Eine Organisation kann sich deshalb nicht bereits dadurch entlasten, dass datenschutzwidrige Funktionen von einzelnen Beschäftigten programmiert wurden. Relevant sind auch die tatsächlichen Verantwortungsbereiche und die organisatorischen Voraussetzungen, unter denen entwickelt, geprüft und freigegeben wurde.
Die Entscheidung begründet umgekehrt keine verschuldensunabhängige Bußgeldhaftung für jeden Programmierfehler. Die gesetzlichen Voraussetzungen des jeweiligen Verstoßes und des Verschuldens müssen vorliegen.
Typische Fallkonstellationen
Produktivdaten in Entwicklung und Qualitätssicherung
Die Übernahme realer Kundendaten in eine Testumgebung ist selbst eine Verarbeitung personenbezogener Daten. Sie muss rechtlich gedeckt sein und angemessenen Schutzanforderungen genügen. Die Bezeichnung als Testbetrieb ändert daran nichts.
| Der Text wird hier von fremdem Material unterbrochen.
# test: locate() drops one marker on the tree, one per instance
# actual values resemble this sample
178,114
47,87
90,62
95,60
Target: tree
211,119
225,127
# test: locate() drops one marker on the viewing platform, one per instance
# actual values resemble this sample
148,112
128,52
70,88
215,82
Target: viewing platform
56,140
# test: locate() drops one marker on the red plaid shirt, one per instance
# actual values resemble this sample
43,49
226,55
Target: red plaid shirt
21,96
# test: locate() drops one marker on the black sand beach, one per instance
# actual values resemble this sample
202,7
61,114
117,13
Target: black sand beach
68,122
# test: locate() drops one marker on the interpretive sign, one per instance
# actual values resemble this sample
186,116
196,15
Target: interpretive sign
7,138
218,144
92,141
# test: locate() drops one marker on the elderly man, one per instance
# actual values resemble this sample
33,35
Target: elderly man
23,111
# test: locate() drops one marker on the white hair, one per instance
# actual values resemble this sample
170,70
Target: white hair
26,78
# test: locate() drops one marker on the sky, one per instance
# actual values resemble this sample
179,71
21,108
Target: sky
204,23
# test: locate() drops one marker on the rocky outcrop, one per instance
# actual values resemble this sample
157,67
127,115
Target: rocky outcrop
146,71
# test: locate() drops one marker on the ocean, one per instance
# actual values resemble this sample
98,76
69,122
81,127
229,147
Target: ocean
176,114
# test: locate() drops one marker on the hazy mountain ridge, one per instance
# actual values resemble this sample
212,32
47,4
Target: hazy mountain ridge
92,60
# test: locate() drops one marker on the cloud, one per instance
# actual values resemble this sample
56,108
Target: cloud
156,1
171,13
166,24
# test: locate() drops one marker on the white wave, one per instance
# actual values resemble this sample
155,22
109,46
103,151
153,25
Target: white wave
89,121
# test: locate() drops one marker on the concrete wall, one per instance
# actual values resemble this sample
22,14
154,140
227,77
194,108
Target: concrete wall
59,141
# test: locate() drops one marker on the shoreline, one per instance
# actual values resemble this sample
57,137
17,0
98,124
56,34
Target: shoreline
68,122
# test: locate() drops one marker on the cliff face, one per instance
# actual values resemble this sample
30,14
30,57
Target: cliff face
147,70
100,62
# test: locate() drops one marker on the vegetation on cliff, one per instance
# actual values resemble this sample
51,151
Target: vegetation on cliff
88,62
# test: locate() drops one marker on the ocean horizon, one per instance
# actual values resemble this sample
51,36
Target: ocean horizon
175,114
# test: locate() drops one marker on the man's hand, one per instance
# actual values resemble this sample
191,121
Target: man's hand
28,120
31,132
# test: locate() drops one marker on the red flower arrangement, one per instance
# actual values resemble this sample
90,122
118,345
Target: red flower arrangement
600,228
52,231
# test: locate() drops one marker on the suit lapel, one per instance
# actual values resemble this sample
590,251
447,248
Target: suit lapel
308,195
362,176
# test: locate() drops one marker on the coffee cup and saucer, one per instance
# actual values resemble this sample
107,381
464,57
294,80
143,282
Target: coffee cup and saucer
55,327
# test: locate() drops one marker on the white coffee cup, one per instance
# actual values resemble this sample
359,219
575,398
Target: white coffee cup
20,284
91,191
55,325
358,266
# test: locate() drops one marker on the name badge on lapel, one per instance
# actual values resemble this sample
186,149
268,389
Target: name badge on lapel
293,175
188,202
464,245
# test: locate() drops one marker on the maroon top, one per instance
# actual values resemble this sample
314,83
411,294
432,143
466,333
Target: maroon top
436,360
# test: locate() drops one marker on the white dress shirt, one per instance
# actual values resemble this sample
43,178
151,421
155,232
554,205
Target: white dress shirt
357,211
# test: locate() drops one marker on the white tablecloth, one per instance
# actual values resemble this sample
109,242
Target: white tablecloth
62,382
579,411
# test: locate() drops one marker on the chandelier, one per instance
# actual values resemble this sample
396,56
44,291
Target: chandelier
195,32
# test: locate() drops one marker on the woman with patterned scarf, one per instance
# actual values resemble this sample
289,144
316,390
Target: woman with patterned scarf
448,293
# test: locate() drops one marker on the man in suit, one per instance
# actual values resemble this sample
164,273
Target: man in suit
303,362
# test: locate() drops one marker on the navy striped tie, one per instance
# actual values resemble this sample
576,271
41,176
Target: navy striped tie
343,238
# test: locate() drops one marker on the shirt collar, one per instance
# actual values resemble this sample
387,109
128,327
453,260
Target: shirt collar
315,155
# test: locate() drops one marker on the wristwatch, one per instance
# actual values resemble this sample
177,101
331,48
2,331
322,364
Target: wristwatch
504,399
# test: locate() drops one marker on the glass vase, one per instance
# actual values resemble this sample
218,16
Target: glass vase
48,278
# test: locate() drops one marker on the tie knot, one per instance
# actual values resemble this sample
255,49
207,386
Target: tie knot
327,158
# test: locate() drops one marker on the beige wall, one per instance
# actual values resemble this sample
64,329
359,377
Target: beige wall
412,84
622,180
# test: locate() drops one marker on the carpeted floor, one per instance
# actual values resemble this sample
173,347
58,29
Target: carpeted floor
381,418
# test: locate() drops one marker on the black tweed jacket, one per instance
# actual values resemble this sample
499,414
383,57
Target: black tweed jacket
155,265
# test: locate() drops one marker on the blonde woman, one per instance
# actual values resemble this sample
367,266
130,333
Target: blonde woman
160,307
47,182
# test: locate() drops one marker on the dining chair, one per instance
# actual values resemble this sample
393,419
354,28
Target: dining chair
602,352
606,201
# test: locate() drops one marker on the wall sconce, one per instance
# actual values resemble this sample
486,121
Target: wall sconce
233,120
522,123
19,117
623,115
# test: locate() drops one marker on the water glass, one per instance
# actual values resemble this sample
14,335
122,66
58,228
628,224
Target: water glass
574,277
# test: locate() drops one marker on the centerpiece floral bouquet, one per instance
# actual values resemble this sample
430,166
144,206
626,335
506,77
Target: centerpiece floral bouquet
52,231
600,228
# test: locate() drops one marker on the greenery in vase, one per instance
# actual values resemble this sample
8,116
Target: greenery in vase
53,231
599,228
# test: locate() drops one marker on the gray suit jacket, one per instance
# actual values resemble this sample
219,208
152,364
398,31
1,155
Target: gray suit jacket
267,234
Dass die Daten ursprünglich rechtmäßig erhoben wurden, erlaubt nicht jede weitere Nutzung. Zu prüfen sind insbesondere der ursprüngliche Zweck, die Vereinbarkeit der Testverwendung mit diesem Zweck und die Erforderlichkeit echter Daten. Eine vereinbare Weiterverarbeitung benötigt nicht zwangsläufig eine neue, von der ursprünglichen Rechtsgrundlage unabhängige Erlaubnis. Ob die Voraussetzungen dafür vorliegen, ist jedoch gesondert zu beurteilen.
Synthetische Testdaten oder belastbar anonymisierte Datensätze können das Risiko verringern. Allerdings müssen auch vermeintlich synthetische Daten darauf geprüft werden, ob sie tatsächlich reale Personen abbilden oder aus Ausgangsdaten rekonstruierbare Informationen enthalten.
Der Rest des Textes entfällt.